Bahkan, ada gejala seolah urusan pertanian bukan menjadi urusan generasi muda karena sekolah pertanian pun kalah "bergengsi" dibandingkan sekolah lain, seperti akuntansi, arsitektur, hukum, dan kedokteran. Tak pelak lagi Indonesia telah kehilangan 5,1 juta rumah tangga petani (BPS, 2013).

Kesejahteraan Petani

Target Indonesia menjadi lumbung pangan dunia seperti yang sudah diagendakan tahun lalu haruslah menjadi kenyataan. Indonesia yang jumlah penduduknya urutan keempat terbesar di dunia, setelah China, India, dan Amerika Serikat butuh pangan yang beragam dalam jumlah yang amat besar.

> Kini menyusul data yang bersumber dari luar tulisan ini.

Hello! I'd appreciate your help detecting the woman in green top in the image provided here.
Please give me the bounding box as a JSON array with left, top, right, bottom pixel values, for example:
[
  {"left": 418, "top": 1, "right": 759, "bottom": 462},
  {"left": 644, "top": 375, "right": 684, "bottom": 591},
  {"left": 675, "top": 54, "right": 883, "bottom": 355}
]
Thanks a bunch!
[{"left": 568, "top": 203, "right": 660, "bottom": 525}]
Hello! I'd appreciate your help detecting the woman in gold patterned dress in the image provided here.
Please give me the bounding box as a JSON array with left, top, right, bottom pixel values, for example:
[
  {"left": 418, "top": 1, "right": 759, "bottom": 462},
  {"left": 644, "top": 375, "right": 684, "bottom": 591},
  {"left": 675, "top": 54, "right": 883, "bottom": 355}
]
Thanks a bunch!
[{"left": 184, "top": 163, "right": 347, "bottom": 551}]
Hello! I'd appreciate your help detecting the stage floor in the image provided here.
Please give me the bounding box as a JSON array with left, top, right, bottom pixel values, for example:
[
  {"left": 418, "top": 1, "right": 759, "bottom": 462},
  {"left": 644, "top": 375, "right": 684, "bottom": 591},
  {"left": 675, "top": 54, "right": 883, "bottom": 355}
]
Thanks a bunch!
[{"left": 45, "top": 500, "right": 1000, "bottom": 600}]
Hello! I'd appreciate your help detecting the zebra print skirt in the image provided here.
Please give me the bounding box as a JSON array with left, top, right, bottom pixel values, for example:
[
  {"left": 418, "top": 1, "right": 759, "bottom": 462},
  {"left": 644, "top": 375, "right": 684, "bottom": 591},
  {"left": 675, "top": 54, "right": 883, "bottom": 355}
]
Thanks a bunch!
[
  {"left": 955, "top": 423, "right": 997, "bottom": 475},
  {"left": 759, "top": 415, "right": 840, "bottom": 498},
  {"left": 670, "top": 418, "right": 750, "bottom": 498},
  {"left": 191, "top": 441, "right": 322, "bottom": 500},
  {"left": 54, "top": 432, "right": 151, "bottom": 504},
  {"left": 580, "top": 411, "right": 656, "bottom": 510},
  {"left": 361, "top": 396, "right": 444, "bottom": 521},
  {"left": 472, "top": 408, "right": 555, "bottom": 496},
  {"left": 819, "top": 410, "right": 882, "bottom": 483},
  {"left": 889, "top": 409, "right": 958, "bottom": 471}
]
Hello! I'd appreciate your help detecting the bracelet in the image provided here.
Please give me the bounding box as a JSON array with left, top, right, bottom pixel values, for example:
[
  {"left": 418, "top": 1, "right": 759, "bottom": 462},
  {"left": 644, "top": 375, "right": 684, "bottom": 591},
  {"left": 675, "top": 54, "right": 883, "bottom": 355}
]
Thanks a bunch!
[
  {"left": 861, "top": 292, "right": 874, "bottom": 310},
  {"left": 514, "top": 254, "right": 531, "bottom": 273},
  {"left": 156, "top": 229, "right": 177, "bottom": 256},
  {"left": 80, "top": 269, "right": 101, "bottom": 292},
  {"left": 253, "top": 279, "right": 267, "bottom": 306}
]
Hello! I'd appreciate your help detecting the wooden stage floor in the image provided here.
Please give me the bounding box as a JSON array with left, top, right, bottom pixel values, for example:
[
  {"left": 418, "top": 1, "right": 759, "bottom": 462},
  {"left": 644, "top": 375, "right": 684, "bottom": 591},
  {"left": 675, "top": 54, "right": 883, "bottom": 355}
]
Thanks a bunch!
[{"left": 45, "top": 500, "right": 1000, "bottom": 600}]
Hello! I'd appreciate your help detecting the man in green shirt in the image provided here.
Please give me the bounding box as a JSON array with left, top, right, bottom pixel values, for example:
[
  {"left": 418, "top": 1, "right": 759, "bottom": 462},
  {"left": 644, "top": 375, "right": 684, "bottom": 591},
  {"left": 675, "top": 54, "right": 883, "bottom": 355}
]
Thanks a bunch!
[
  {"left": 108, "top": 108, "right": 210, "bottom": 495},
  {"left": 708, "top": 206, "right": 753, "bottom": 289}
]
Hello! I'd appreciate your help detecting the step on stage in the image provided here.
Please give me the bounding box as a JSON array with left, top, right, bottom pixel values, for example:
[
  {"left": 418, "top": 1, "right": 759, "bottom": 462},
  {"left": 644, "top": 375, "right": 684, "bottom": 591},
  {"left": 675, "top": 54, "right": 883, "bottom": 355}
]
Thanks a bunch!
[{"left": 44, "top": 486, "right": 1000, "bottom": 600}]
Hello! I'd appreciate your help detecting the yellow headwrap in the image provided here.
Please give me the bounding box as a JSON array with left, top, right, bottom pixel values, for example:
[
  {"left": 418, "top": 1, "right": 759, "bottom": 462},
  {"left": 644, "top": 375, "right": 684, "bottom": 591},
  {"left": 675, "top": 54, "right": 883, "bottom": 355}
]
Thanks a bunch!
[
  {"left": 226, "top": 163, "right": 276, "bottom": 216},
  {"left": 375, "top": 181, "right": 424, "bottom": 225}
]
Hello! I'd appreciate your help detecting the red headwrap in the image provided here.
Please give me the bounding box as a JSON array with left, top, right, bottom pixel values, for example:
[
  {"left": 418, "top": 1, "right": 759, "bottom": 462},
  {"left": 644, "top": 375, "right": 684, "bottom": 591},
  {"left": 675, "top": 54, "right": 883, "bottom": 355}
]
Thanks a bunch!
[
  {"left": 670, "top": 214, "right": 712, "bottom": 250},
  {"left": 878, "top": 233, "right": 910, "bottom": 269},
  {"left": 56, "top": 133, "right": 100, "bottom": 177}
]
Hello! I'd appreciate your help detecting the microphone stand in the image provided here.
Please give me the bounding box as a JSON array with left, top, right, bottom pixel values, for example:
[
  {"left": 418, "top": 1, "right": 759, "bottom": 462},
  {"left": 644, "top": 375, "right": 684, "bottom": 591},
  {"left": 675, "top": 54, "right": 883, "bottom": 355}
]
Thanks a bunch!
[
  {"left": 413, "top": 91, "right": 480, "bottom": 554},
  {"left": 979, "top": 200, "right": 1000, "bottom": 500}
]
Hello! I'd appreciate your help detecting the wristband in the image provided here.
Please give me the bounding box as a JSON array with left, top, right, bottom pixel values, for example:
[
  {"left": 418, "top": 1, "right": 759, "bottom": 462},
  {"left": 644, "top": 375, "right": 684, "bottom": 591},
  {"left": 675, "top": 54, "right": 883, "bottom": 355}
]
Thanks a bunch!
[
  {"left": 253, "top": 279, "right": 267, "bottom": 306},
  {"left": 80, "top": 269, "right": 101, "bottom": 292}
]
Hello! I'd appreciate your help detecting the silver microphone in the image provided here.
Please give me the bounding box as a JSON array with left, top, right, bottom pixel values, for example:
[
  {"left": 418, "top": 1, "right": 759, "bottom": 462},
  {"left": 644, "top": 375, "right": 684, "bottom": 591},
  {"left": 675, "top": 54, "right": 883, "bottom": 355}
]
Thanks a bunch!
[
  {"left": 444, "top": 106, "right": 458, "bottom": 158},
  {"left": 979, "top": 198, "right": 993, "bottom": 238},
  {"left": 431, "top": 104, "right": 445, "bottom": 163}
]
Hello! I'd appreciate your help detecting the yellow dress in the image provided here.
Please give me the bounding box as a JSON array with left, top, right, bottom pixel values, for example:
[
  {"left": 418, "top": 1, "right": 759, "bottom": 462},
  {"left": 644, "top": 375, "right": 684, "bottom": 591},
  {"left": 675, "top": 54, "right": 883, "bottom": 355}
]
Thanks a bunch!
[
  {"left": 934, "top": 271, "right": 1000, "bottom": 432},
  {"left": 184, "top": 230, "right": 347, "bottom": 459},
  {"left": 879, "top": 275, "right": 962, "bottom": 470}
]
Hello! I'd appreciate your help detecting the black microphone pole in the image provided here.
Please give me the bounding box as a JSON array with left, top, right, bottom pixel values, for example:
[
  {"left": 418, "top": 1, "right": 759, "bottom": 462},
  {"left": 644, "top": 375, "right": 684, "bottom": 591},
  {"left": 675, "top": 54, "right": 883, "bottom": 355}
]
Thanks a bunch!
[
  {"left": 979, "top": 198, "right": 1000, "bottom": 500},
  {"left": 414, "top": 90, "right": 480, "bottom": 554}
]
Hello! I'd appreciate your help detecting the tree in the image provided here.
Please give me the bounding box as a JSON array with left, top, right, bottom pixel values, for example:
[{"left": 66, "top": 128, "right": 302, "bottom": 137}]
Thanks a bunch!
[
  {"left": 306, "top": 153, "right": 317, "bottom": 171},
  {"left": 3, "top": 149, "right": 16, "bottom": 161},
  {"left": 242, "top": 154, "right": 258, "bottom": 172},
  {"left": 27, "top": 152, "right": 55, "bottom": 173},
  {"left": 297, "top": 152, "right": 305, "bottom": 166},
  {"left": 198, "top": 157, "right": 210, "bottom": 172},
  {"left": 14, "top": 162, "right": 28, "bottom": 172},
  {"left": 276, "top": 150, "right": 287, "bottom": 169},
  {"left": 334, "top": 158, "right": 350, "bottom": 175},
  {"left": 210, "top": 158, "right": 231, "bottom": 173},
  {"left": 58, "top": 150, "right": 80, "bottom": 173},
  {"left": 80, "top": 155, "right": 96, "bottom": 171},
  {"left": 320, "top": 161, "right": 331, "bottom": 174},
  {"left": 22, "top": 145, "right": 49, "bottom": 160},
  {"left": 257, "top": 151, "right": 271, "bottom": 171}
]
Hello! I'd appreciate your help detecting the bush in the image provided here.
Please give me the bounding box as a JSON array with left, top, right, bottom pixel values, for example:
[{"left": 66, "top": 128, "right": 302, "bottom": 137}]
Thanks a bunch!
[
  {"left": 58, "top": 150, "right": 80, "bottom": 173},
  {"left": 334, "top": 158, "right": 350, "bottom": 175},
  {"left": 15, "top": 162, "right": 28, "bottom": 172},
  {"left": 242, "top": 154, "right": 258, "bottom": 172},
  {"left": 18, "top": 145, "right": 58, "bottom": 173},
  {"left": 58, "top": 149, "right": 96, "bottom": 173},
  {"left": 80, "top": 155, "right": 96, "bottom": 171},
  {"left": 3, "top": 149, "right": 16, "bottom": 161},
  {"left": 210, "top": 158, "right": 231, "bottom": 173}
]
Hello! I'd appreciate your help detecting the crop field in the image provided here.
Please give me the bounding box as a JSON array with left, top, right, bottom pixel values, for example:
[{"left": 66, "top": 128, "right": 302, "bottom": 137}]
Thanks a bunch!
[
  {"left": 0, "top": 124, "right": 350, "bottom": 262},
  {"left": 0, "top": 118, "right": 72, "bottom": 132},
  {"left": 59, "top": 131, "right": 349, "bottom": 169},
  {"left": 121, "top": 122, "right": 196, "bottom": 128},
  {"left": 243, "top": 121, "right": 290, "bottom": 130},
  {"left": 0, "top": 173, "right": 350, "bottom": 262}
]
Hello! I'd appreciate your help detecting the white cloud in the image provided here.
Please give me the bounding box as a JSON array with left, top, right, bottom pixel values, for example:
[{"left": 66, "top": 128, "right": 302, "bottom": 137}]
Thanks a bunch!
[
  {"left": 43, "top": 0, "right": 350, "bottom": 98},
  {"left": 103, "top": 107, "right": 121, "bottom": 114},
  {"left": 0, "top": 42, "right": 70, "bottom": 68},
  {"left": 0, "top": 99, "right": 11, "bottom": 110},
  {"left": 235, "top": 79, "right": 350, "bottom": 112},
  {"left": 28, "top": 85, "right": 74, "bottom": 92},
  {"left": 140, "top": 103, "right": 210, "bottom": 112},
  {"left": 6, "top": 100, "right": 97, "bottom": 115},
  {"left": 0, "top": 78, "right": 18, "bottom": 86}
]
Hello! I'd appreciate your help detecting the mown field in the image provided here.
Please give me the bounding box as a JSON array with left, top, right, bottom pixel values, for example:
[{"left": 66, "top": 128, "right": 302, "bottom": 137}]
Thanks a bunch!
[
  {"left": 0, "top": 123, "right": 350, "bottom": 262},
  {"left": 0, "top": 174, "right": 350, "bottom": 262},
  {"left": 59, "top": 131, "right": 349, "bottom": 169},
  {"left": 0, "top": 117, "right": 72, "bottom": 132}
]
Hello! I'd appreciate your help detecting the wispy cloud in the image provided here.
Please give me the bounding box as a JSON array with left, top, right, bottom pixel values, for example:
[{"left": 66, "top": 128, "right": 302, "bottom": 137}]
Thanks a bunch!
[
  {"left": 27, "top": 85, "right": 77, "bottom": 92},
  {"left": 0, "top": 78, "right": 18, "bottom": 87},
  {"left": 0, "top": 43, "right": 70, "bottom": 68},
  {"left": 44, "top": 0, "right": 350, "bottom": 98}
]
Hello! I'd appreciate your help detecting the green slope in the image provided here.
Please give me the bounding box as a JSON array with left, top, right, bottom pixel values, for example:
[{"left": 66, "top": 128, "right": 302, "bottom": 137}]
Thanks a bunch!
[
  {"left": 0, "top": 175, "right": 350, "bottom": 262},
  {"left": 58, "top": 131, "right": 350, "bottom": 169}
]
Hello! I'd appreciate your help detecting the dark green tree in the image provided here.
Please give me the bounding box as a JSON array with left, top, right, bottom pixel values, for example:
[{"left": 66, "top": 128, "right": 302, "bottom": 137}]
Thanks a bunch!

Peningkatan produksi pangan yang kian melandai karena dipicu alih fungsi lahan dan dampak pemanasan global patut segera dirumuskan solusinya. Pembangunan pertanian di negeri agraris ini harus dapat membawa peningkatan kesejahteraan petani. Pada masa mendatang kemiskinan yang jadi potret kehidupan petani di perdesaan seharusnya tidak lagi terlihat di mata generasi muda.

Meskipun negeri ini dipuja subur dan makmur, sekitar 75% dari kebutuhan pangannya dipenuhi dari impor yang besarnya setara dengan USD4 miliar atau Rp53 triliun. Sepuluh tahun ke depan jika tidak ada perbaikan dalam pembangunan pertanian pangan, alokasi dana untuk mengimpor pangan diprediksi akan melonjak menjadi tiga kali lipat. Sebuah jumlah yang sangat besar. Padahal, anggaran yang ada seharusnya bisa dialihkan untuk membangun pabrik pupuk, pusat penelitian perbenihan tanaman pangan, serta perbaikan bendungan dan industri hilir pertanian yang muaranya memberi kesejahteraan kepada petani lokal di perdesaan.

Implikasi lain dari kebijakan pangan impor dapat merapuhkan pilar kedaulatan pangan (food sovereignty) di tengah sumber daya pertanian dan pangan lokal nonberas yang melimpah. Generasi milenial akan semakin asing dengan makanan nusantara berbasis singkong karena opini rasa di lidahnya sudah terpatri aura roti berbahan gandum. Ketertarikan mengonsumsi pangan lokal semakin luntur karena dianggap sebagai makanan orang miskin dan inferior. Nasionalisme pangan pun kian memudar di tengah generasi milenial.

Karena itu, pemerintah harus mampu mendorong generasi milenial untuk menjadi benteng kebangkitan pembangunan pertanian pada masa datang. Lewat sejumlah daya tarik yang dikembangkan seiring dengan dinamika generasi milenial di bidang teknologi digital diharapkan anak muda di perdesaan tidak meninggalkan sektor pertanian yang selama ini menjadi tumpuan hidup keluarganya.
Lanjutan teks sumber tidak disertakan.